Migraine Symptom: Neck Pain (poll results)
There is an increasing awareness that neck pain is a major symptom of migraine. In fact, neck pain seems to be more common in migraine than nausea.
Our recent poll affirms this once again. You were asked, Do you feel that neck pain is a symptom of your migraine attacks?
85% said yes, with only 11% saying no.
This fits well with a study on neck pain and migraine that we talked about last year – 69% of those with episodic migraine had some disability from neck pain, and 92% of those with chronic migraine had some disability from neck pain.
Neck pain is more than just a pain in the neck – it’s actually disabling, on top of the disabling pain of migraine, and other common symptoms such as visual disturbances and nausea.

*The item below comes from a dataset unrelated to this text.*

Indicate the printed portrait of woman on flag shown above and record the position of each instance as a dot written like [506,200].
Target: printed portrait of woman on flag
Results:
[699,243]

Although it was once believed that “tension headaches” (tension-type headaches) were caused by muscle tension, we now know that the causes are much more complex. However, there is a much rarer type of headache called a cervicogenic headache, which actually does come from pain in the neck or else a disorder in the neck, spine, and surrounding tissue. To give a diagnosis of cervicogenic headache, your doctor must find evidence of a disorder or lesion within the cervical spine or soft tissues of the neck, and this must directly cause your headache.
But for most of us, neck pain is another part of the migraine puzzle, a disabling piece that should not be ignored by patient or doctor.